SNAPS is an overarching program at CableLabs to facilitate the adoption of software-defined networking (SDN) and network functions virtualization (NFV) within the CableLabs’ community. The organization says it spearheaded SNAPS to fill in gaps within open source to ease the adoption of SDN and NFV for its cable members.
CableLabs hinted in October that it was planning to launch an open source group. At that time, we speculated that the open source project would be related to its SNAPS initiative. SNAPS stands for “SDN/NFV Application development Platform and Stack.” CableLabs had previously done some software development it called SNAPS-OO. It gave that code to the OPNFV project a couple of months ago.
“We hired [Aricent] to work with us to generate the source code,” said Randy Levensalor, CableLabs lead architect. “We invite other members to participate.”
SNAPS-Boot is designed to prepare a network operator’s servers for OpenStack. “With a single command, you can install Linux on your servers and prepare them for your OpenStack installation using IPMI, PXE and other standard technologies to automate the installation,” writes Levensalor in a blog posting.

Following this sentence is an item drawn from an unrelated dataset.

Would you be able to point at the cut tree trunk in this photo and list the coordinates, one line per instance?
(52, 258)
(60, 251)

The SNAPS-OpenStack installer will bring up OpenStack on running servers. It’s based on the OpenStack Pike release. SNAPS uses a containerized version of OpenStack, built and tested by the OpenStack Kolla project.
Levensalor said these two projects may follow a similar trajectory as SNAPS-OO where CableLabs identifies a need, develops the code, builds some community around it, and then gives the code to another open source project, if appropriate. “It’s a model we established with SNAPS-OO,” he said, adding that potential receivers of SNAPS-Boot and SNAPS-OpenStack installer might be OPNFV or the OpenStack Foundation.
Although CableLabs focuses much of its work on things that benefit its cable members, Levensalor said, “Cable companies are our primary audience, but it could be used by a telco or anyone interested in NFV, including vendors.